Этот человек сидел таким образом, что мог очень ясно видеть входившую, тогда как она, напротив, не могла рассмотреть его лица, скрытого в тени.
Волчица прошла несколько шагов по комнате, вооружаясь решимостью.
— Благодарю, что вы приняли меня, — сказала она, — я опасалась, что вы совсем утратили воспоминание обо мне.
— Если это укор, то я не совсем вас понимаю, — медленно возразил военный. — Вы обяжете меня, объяснившись точнее.
— Разве вы не майор Мелвилл?
— Это действительно мое имя.
— То, что меня впустили в форт, доказывает, что вы узнали перстень, который я просила вам передать.
— Я узнал его, он напомнил мне о дорогом для меня существе, — сказал майор, подавив вздох. — Но как этот перстень попал в ваши руки?
С минуту Волчица грустно глядела на него, затем подошла ближе, взяла его руку, которую пожала с нежностью, и ответила со слезами в голосе:
— Гарри! Видно, страдания настолько изменили меня, что даже мой голос ничего тебе не напоминает!..
При этих словах военный побледнел как смерть; он вздрогнул, стремительно вскочил с места и, схватив в свою очередь обе руки женщины, вперил в нее пытливый взор.
— Маргарет, Маргарет, сестра! — вскричал он вне себя. — Разве мертвые выходят из могилы?! Разве я вижу тебя?!
— Ах! — воскликнула она с невыразимой радостью и упала в его объятия. — Я знала, что ты меня не забыл!
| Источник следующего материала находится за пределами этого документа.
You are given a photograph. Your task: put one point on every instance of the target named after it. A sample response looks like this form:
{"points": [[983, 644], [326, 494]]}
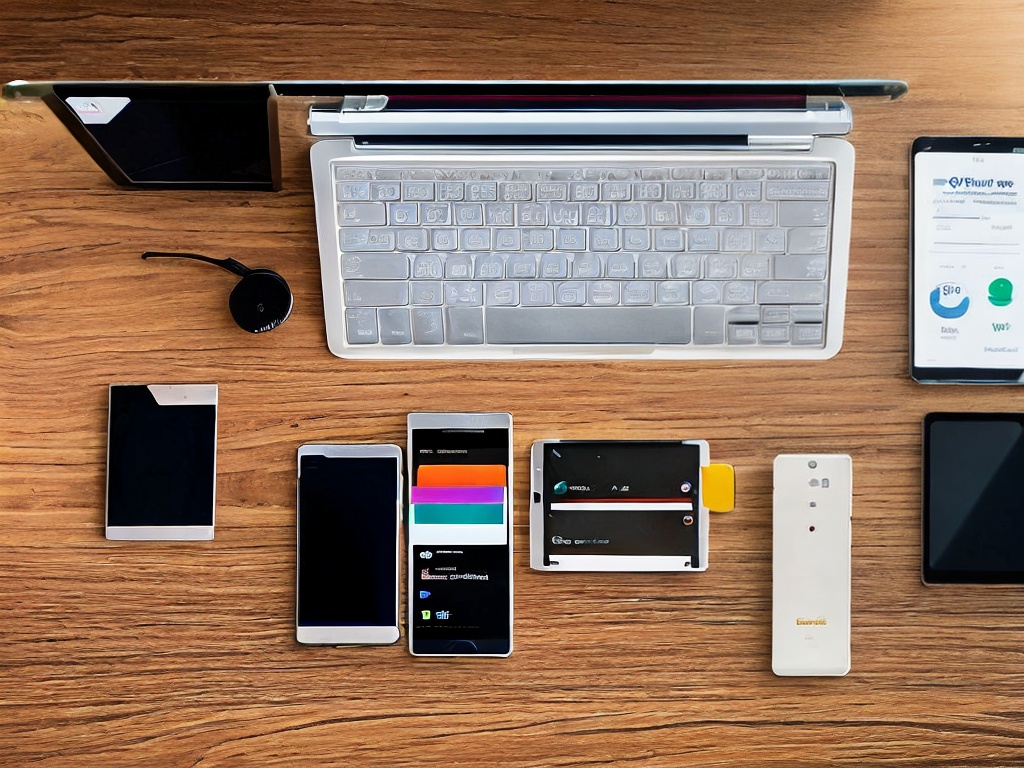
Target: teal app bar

Но потрясение было слишком сильным, чтобы бедная женщина, силы которой были подточены скорбью, могла его вынести. Привыкнув к страданиям, она не устояла против радости и упала без чувств на руки брата.
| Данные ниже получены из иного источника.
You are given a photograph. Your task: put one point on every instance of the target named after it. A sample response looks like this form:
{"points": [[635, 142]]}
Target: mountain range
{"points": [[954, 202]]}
Майор подхватил ее и положил на диван, стоявший у стены. Он не стал звать никого на помощь и сам сделал все, чего требовало ее состояние.
Несчастная долго оставалась без чувств, в страшном нервном припадке; наконец она стала приходить в себя, открыла глаза и после нескольких бессвязных слов залилась слезами.
Брат не отходил от нее и следил озабоченным взглядом за тем, как она возвращается к жизни. Увидев, что кризис миновал, он взял стул, сел возле сестры и ласковыми убеждениями старался внушить ей если не надежду — так как не знал, что она выстрадала, — то по крайней мере бодрость.
Наконец бедная женщина подняла голову, решительно отерла впалые глаза, покрасневшие от слез, и обратилась к брату, который следил за каждым ее движением.
— Брат, — сказала она глухим голосом, — вот уже шестнадцать лет, как я выношу лютую пытку ежечасно, ежеминутно.
При этом ужасном признании майор содрогнулся.
— Бедная сестра! — прошептал он. — Что я могу сделать для тебя?
— Все, если захочешь.
— О! — воскликнул он с чувством и ударил кулаком по деревянному подлокотнику дивана. — Разве ты сомневаешься во мне, Маргарет?
— Нет, раз пришла, — ответила она, улыбаясь сквозь слезы.
— Ты хочешь отомстить, не так ли? — продолжал он.
— Хочу.
— Кто твои враги?
— Краснокожие.
— Ага! Тем лучше, — заметил он с горькой усмешкой, — мне также надо свести счеты с этими дьяволами. К какому племени принадлежат твои враги?
— Это черноногие, племя кайнахов.
— О! — сказал он. — Мои старые знакомые — Кровавые индейцы! Давно я собирался заняться ими.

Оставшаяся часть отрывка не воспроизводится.